A couple quick notes:
First, the "private" settings on most social media platforms are a joke. Within social media, "private" often means "just visible to my friends", which in turn means "it appears on my friend's timeline." So, even if you are locking down your content to your friends, in many cases this means that your "privacy" is determined by the judgment of your least secure friend.
And, of course, this doesn't even touch the reality that "private" in most social software means that all content is fully visible and accessible to the mining algorithms of the company providing the service, and their affiliates. This, "private" means "invisibly shared with organizations who exist by selling predictions about your behavior for the foreseeable future."
These public/private conversations also don't mention the constant practices of brand monitoring, social media monitoring in education, and social media monitoring by law enforcement. If you are a kid in a school, ask your district and your school board if they use social media monitoring tools, and how you - as a student - can review what the school has collected.
People often also give advice about tagging photos.
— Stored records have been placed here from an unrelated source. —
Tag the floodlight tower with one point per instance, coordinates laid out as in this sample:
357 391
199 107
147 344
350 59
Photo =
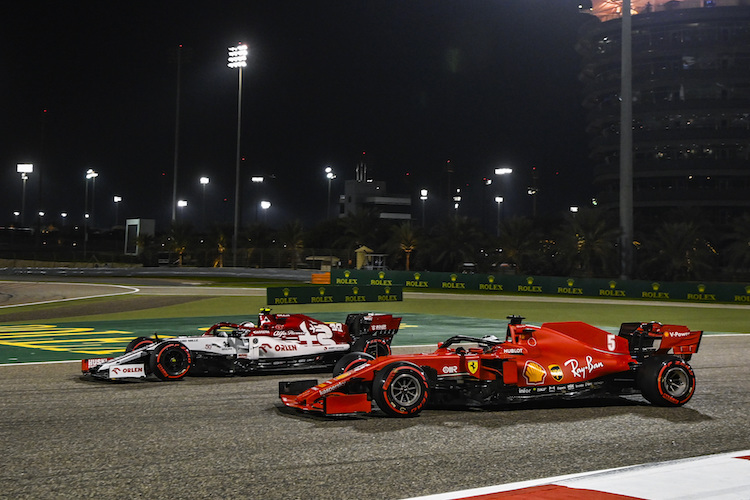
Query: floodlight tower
237 58
24 169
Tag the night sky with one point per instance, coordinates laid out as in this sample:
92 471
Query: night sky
413 83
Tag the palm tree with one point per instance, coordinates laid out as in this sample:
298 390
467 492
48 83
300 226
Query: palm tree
587 243
454 242
519 241
404 238
291 237
178 240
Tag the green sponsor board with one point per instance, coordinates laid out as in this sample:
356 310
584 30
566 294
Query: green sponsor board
703 292
329 294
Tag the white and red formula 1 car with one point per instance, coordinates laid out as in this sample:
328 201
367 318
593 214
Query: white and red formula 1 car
277 342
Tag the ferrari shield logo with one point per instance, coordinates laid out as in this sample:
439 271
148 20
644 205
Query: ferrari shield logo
556 372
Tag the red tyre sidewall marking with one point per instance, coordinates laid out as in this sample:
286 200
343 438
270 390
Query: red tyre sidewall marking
161 368
691 381
389 380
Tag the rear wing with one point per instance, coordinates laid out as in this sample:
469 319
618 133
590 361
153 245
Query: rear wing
371 324
653 338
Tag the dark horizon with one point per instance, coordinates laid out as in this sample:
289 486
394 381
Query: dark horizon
413 85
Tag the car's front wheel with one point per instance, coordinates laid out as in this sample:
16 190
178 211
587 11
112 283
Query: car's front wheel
400 389
666 381
171 361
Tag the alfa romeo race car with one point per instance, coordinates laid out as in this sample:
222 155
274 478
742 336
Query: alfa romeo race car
278 341
563 360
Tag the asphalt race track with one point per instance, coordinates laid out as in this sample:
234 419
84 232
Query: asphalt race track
65 437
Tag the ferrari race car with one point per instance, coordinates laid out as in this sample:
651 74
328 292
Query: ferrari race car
564 360
278 341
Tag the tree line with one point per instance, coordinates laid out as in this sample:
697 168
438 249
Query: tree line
678 246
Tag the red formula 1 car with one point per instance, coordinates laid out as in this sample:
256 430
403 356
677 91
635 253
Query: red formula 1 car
278 341
564 360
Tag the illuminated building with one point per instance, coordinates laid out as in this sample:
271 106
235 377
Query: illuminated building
691 104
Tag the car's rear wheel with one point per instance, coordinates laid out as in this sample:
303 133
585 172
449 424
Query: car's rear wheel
349 361
666 381
171 361
137 343
400 389
377 348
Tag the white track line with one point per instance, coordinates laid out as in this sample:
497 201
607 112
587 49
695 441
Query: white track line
722 476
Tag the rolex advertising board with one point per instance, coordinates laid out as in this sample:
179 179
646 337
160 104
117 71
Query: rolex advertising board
705 292
329 294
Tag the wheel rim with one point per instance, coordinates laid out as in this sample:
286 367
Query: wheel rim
377 349
405 390
676 382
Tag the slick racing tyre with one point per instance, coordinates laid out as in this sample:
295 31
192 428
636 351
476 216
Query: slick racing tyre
171 361
137 343
666 381
377 348
400 389
350 361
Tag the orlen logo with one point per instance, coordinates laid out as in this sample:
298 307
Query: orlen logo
127 371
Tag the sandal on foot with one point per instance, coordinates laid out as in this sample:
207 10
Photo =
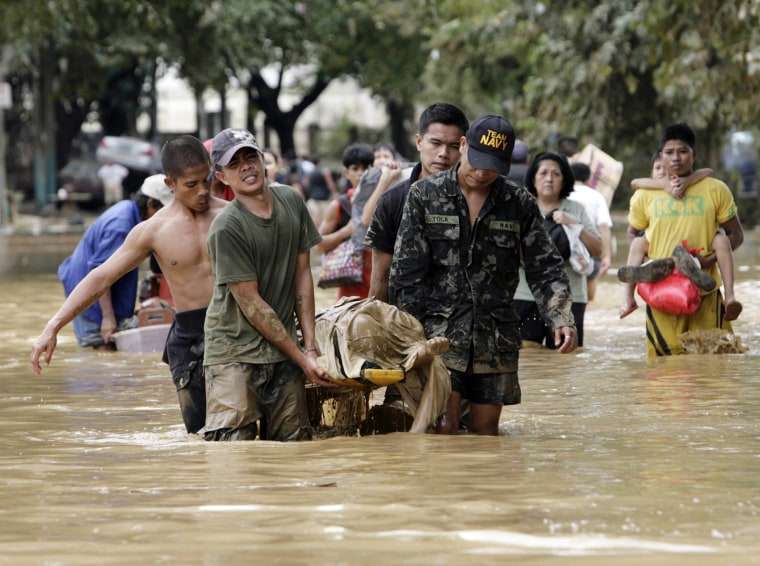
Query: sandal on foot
686 265
625 312
652 271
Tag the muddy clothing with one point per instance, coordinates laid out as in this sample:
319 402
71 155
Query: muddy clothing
386 220
247 377
459 281
246 247
239 395
184 354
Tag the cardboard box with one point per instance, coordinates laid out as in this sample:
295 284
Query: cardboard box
606 171
142 339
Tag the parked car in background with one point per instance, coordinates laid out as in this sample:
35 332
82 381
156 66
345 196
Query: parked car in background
80 177
134 153
141 157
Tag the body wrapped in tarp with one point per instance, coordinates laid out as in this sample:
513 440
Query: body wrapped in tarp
356 332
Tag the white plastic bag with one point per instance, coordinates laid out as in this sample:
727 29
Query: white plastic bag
580 258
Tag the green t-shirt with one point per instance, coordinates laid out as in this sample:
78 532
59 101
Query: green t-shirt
246 247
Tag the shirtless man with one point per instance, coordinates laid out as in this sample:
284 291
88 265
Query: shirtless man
176 235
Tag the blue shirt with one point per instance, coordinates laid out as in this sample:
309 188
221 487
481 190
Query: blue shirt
99 242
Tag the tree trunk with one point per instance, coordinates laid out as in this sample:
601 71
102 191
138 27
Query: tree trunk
398 113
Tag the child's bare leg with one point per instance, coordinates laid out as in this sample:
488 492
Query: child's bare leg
637 251
725 258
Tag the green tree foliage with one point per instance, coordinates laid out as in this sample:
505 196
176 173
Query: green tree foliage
611 72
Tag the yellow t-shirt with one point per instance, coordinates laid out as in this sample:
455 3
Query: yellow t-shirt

The process of tagging photos is simple: it's how companies crowdsource improving their facial recognition algorithms. But not tagging photos isn't the same as respecting someone's privacy. Facial recognition works, and social media companies already know who your friends are - because you tell them explicitly with the "friend" mechanisms they provide, and implicitly via who you interact with. Geolocation tracking makes this easier.
So when you upload a picture of you with three of your friends, the algorithms already have a small pool of people who it might be - and they can use facial recognition software to narrow the field. For example, Facebook's facial recognition software is now accurate to the point where it can use other visual cues to identify a person.
So, let's talk about public and private, but let's also be explicit that true privacy is elusive. What frequently gets called privacy is really surveillance that has yet to be noticed.